What is Power BI?
A friendly Microsoft tool that turns raw data into colourful, interactive dashboards — mostly by clicking and dragging.
What you will learn
- Say what Power BI is in plain words
- Understand business intelligence and dashboards
- Know the three parts: Desktop, Service and Mobile
Turning data into pictures
Power BI is a Microsoft tool that takes your data — from Excel, files or a database — and turns it into charts, tables and dashboards that anyone can read at a glance. The best part: you build most of it by clicking and dragging, not by writing code.
This whole idea has a name: business intelligence (BI). It simply means using data to make better decisions. Instead of scrolling through ten thousand rows in a spreadsheet, you look at one clear picture and instantly see what is going on.
What is a dashboard?
A dashboard is a single screen that shows the most important numbers together — like the dashboard in a car shows speed, fuel and temperature at once. A sales dashboard might show total sales, the top product, and a trend line over time, all on one page.
Why it helps: rows become an answer
Here is the whole point of Power BI in miniature. Imagine a spreadsheet with many sales rows. On its own it is just numbers; Power BI turns it into a clear answer.
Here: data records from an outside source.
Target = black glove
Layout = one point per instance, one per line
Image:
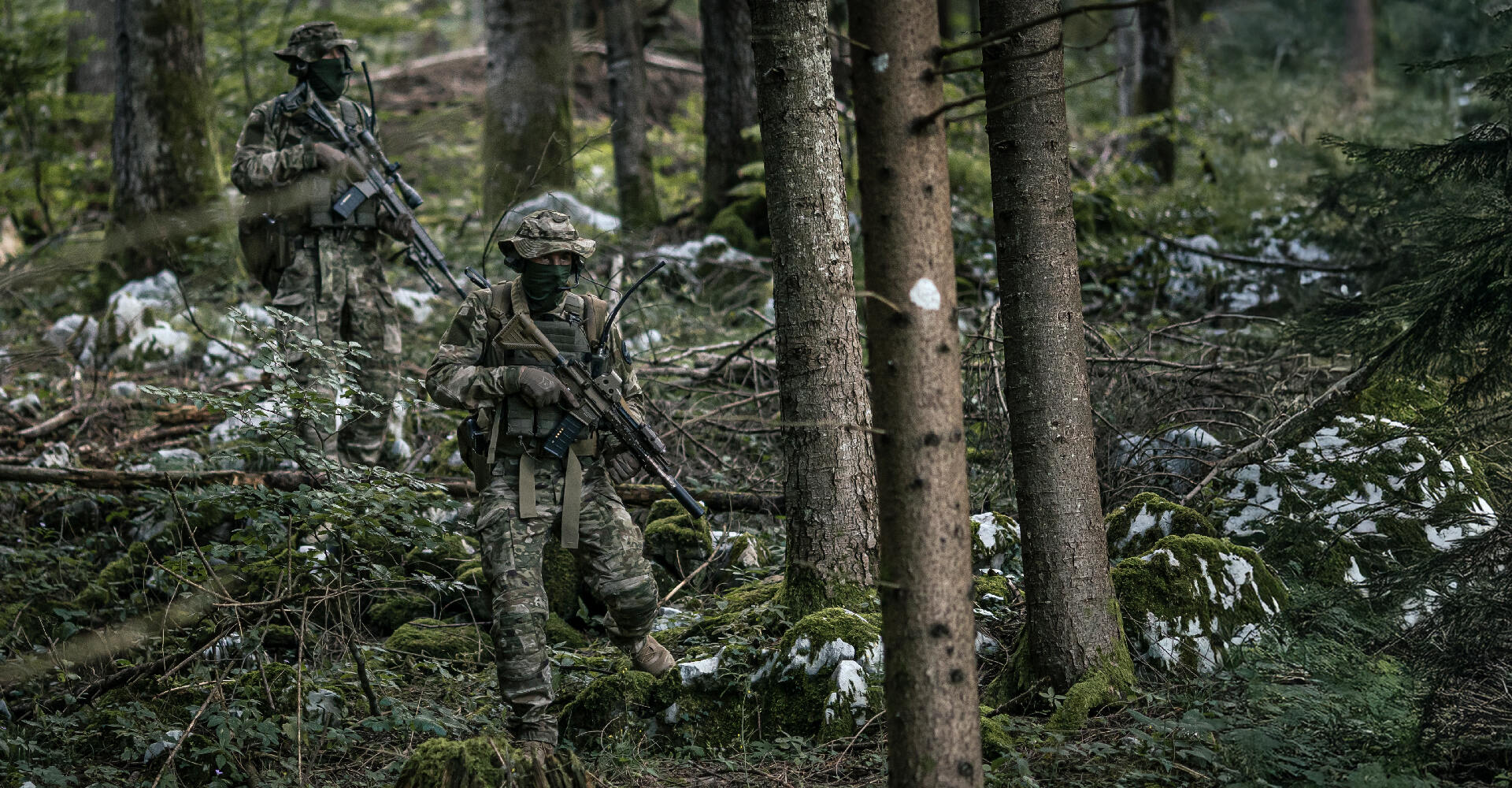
(537, 386)
(336, 162)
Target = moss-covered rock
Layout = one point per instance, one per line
(445, 559)
(826, 675)
(487, 763)
(675, 541)
(995, 544)
(621, 705)
(995, 738)
(395, 611)
(1191, 598)
(430, 637)
(563, 580)
(1137, 525)
(561, 633)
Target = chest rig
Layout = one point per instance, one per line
(514, 427)
(312, 194)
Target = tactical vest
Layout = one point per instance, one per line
(516, 427)
(309, 197)
(570, 337)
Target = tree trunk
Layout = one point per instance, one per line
(1073, 618)
(1127, 56)
(528, 102)
(167, 176)
(632, 159)
(1155, 91)
(91, 44)
(933, 722)
(1360, 44)
(826, 419)
(729, 98)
Raw rows (hard to read) -> Power BI shows
Keyboard North 1200 Total Sales: 11,750
Mouse South 450 Top region: North
Monitor North 8900 Top product: MonitorNote: Output: Instead of reading every row, you instantly see the three answers that matter: total sales of 11,750, the strongest region (North) and the best product (Monitor). Turning rows into answers like this is exactly what business intelligence means.
Isn’t this just Excel?
If you have used a spreadsheet, Power BI will feel familiar — but it is built for a different job. Excel is brilliant for entering and editing numbers cell by cell. Power BI is built for connecting to data and showing it as interactive pictures you can share. Here is the difference at a glance:
| Excel | Power BI | |
|---|---|---|
| Best at | Typing and editing numbers | Connecting data and showing it |
| Looks like | A grid of cells | A page of charts and cards |
| When data changes | You re-edit by hand | Click Refresh and it updates |
| Interactive for viewers | Not really | Yes — click a slicer and it all filters |
| Sharing | Email the file around | Publish once; people open a live link |
A simple way to remember it: you often prepare data in Excel, then present and explore it in Power BI. They are teammates, not rivals.
The three parts of Power BI
Power BI is not one app — it is a small family of three. You will spend almost all your learning time in the first one.
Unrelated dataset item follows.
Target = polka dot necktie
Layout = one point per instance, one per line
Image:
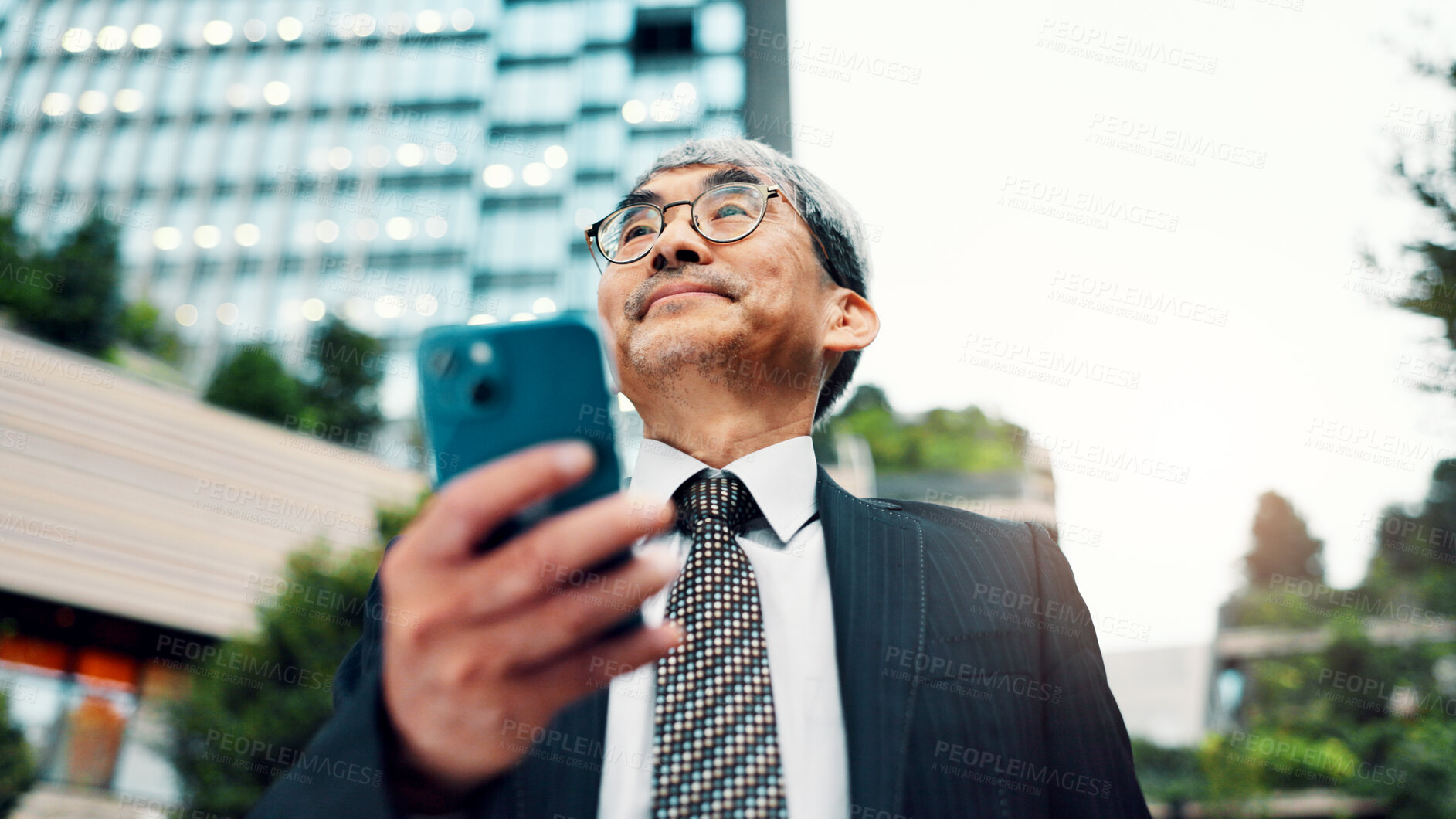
(717, 748)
| Part | What it is | You use it to |
|---|---|---|
| Power BI Desktop | A free Windows app on your computer | Build reports and dashboards (this is where you work) |
| Power BI Service | A website (app.powerbi.com) | Publish and share your work with others |
| Power BI Mobile | A phone / tablet app | View dashboards on the go |
A normal day looks like this: you build in Desktop, you publish to the Service so the link can be shared, and your manager views it on Mobile. Same report, three places.
Tip: Power BI Desktop is completely free. Download it from the Microsoft Store or the Power BI website and you can follow this whole course without paying anything.
Watch out: Power BI Desktop runs on Windows only. On a Mac, you can use a Windows virtual machine, or build similar dashboards in the Power BI Service website in your browser.
Q. Which part of Power BI do you use to build your reports?
✍️ Practice
- Write a one-sentence definition of business intelligence in your own words.
- List three numbers you would want on a dashboard for a small online shop.
🏠 Homework
- Download Power BI Desktop (free) and open it. Note the names of the main areas you can see on screen.